Spread – Opens August 14th
Ashton Kutcher is in a sex comedy. This can't be news to anyone. This time he portrays the ultimate player, Nikki, a guy who can bed any girl he so wishes. Any girl, of course, save for Heather (Margarita Levieva), a waitress his own age who's more hard to get than Nikki has ever been used to.
The trailer felt a bit awkward, namely in Kutcher's voiceovers and dialogues with chicks. He's not hyper and yelling things and making himself look like an idiot, but chilled, subdued and conscious of what's going on.
Honestly I don't know if I can buy his performance. He's so typecast as the guy who everyone wants to be friends with – why else is Ashton's profile the most followed on Twitter? – that his presence here as a mild, possibly deeper fellow is a bit tough to swallow.

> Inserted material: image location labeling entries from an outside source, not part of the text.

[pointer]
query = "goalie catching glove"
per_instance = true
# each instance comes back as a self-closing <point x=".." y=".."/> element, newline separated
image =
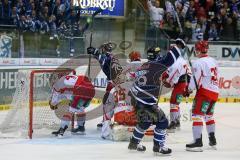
<point x="93" y="51"/>
<point x="52" y="106"/>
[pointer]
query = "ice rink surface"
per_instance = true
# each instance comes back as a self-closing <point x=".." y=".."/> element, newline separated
<point x="91" y="146"/>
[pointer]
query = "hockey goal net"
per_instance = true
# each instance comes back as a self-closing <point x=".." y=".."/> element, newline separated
<point x="29" y="112"/>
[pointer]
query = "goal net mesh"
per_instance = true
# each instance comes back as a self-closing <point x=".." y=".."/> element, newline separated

The Invention of Lying – Opens September 25th
Ricky Gervais has got to be one of the best comedians working in the business today. Both The Office (U.K.) and Extras firmly stand as two of my TV favorites, and his starring role in Ghost Town was performed at times with touches of both comedy and drama – a skill he honed on his two award-winning series. When news broke that he'd be writing his first feature (with Rob Lowe, Jason Bateman, Jennifer Garner, Jeffrey Tambor, Tina Fey and so on in tow) my interest in the project skyrocketed.
So. How did The Invention of Lying's (formerly This Side of the Truth) trailer hold up?

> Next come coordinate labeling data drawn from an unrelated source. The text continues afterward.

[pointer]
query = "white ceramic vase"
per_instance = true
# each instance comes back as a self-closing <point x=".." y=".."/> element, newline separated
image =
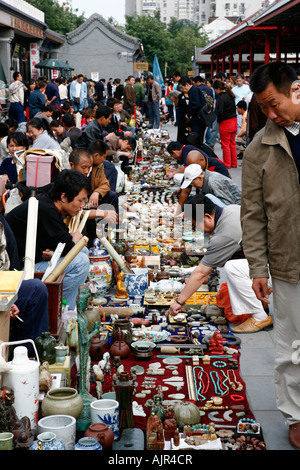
<point x="63" y="426"/>
<point x="120" y="179"/>
<point x="107" y="412"/>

Quite well, actually. You can breathe that sigh of relief. Though not hysterical, the comedy successfully translates its concept to screen.
In the movie, Gervais plays Mark, a man who lives in a world where lying doesn't exist. The people are honest about everything. If you're obese, people tell you. That sort of thing. The circumstances change, however, when Mark for whatever reason tells a lie, sparking an avid interest in him to discuss the unexpected news to his peers.
For a gimmick without a ton of fat, the material holds up and is rather funny. Mark's reactions to blunt honesty are vintage Gervais, and leads me to believe that this one's got a bit of heart in it as well.
The Stepfather – Opens October 16th
The demonic ones are usually children. That kid from The Omen. The girl from The Orphan. And we're all familiar with The Exorcist. Get ready, folks. Now it's... a stepdad. And not just any ol' stepdad. But Dylan Walsh, star of FX's Nip/Tuck. In the role, he actually plays creepy rather well, so props to The Stepfather's casting department.
Everything else about the movie? Ehhh. I've seen scarier things on I'm a Celebrity... Get Me Out of Here. And it's not good manners to laugh at a horror-thriller trailer, yet I found myself doing exactly that.
Though The Stepfather threatens to share a piece of Saw's Halloween pie by being released in mid-October, I highly doubt this one would ever be a box office champ.
2012 – Opens November 13th
Oh, Roland Emmerich and his desire to destroy the world. What is with this dude and wiping out as many people as humanly possible?
Instead of aliens (Independence Day) or just making it up as he goes along (The Day After Tomorrow, which is arguably one of the top scientifically inaccurate pieces of garbage Hollywood has ever delivered to audiences), 2012 relies on a piece of "fact," courtesy of the Mayan Long Count calendar, which predicted eons ago that the end of the world would occur on December 21 or 23, 2012.
The belief has since been challenged by numerous scholars, who interpret the end-date as a spiritual transformation rather than strict Armageddon. Either way, kudos to Sony/Columbia for rushing to release 2012 by the end of this year -- when the average person's awareness of the supposed Armageddon and fear of it is still significant.
The movie itself is eye candy for the Roland Emmerichs at heart. Though if you're like me and don't buy into mindless disaster, then expect for this one not to have much of a story.
The Last Airbender – Opens Summer 2010
M. Night Shyamalan can go ahead and continue releasing new material. I just know I'm probably never going to watch any of it again. The Village was dreadful, and I skipped Lady in the Water and The Happening due to a extreme lack of interest. Perhaps I'm not the target demo for The Last Airbender, but viewing its extended tease has me assuming this one will once again fail under the latter category.
The movie, based on a popular Nickelodeon toon, Avatar: The Last Airbender, follows the adventures of Aang and his friends, who must save the world by ridding it of the Fire Lord and his unending destructive war. The show lasted for three seasons between 2005 and 2008. And if The Last Airbender cashes in next summer, M. Night could very well have a trilogy on his hands.